What to keep out of version control¶
I usually keep a file out of version control for one of two reasons. Either it’s clutter, or it’s a secret. Compiled .pyc files and virtual environments — if you’re not using virtualenvwrapper for some reason — are examples of clutter. They don’t need to be in version control because they can be recreated from the .py files and your requirements.txt files respectively.

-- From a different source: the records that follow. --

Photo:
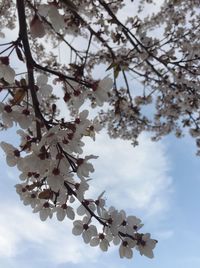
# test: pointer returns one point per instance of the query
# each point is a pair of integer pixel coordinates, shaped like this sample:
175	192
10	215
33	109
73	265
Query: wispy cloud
134	178
19	229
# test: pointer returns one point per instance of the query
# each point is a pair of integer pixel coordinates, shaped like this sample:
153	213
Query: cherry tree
149	52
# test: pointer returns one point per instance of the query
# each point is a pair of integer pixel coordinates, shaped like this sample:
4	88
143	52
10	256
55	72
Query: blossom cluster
54	172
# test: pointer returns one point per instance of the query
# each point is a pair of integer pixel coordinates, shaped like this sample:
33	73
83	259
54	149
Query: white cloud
20	229
134	178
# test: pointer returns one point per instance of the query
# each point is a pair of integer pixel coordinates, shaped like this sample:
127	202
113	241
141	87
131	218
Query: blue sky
158	182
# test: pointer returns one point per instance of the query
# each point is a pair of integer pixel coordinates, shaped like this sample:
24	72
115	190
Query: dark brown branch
29	63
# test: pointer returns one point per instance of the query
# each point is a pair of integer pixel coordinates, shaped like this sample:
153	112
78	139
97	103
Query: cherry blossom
78	67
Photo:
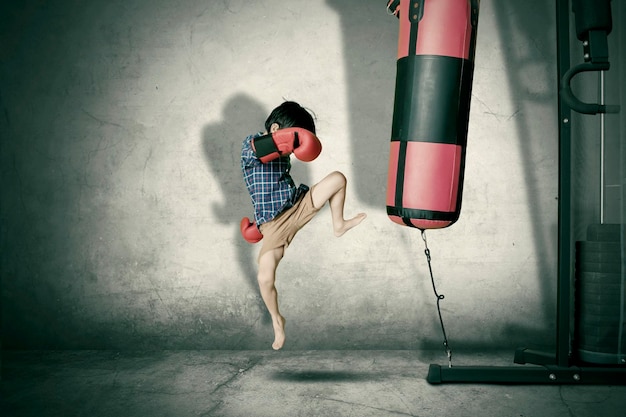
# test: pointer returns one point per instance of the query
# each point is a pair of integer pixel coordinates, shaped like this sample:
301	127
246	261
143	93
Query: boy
281	208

API keys, application secret keys and database credentials are examples of secrets. They shouldn’t be in version control because their exposure would be a massive breach of security.
Note
When making security related decisions, I always like to assume that my repository will become public at some point. This means keeping secrets out and never assuming that a security hole won’t be found because, “Who’s going to guess that they can do that?” This kind of assumption is known as security by obscurity and it’s a bad policy to rely on.
When using Git, you can create a special file called .gitignore in your repository. In it, list wildcard patterns to match against filenames. Any filename that matches one of the patterns will be ignored by Git. I recommend using the .gitignore shown in Listing~ to get you started.
1 2 | *.pyc
instance/
|
Instance folders are used to make secret configuration variables available to your application in a more secure way. We’ll talk more about them later.
Note
You can read more about .gitignore here: http://git-scm.com/docs/gitignore
Debugging¶
Debug Mode¶
Flask comes with a handy feature called debug mode. To turn it on, you
just have to set debug = True
in your development configuration.
When it’s on, the server will reload on code changes and errors will
come with a stack trace and an interactive console.
Warning
Take care not to enable debug mode in production. The interactive console enables arbitrary code execution and would be a massive security vulnerability if it was left on in the live site.
Flask-DebugToolbar¶
Flask-DebugToolbar is another great tool for debugging problems with your application. In debug mode, it overlays a side-bar onto every page in your application. The side bar gives you information about SQL queries, logging, versions, templates, configuration and other fun stuff that makes it easier to track down problems.
Note
Take a look at the quick start section on debug mode.
There is some good information on handling errors, logging and working with other debuggers in the flask docs.
Summary¶
Use virtualenv to keep your application’s dependencies together.
Use virtualenvwrapper to keep your virtual environments together.
Keep track of dependencies with one or more text files.
Use a version control system. I recommend Git.
Use .gitignore to keep clutter and secrets out of version control.
Debug mode can give you information about problems in development.
The Flask-DebugToolbar extension will give you even more of that information.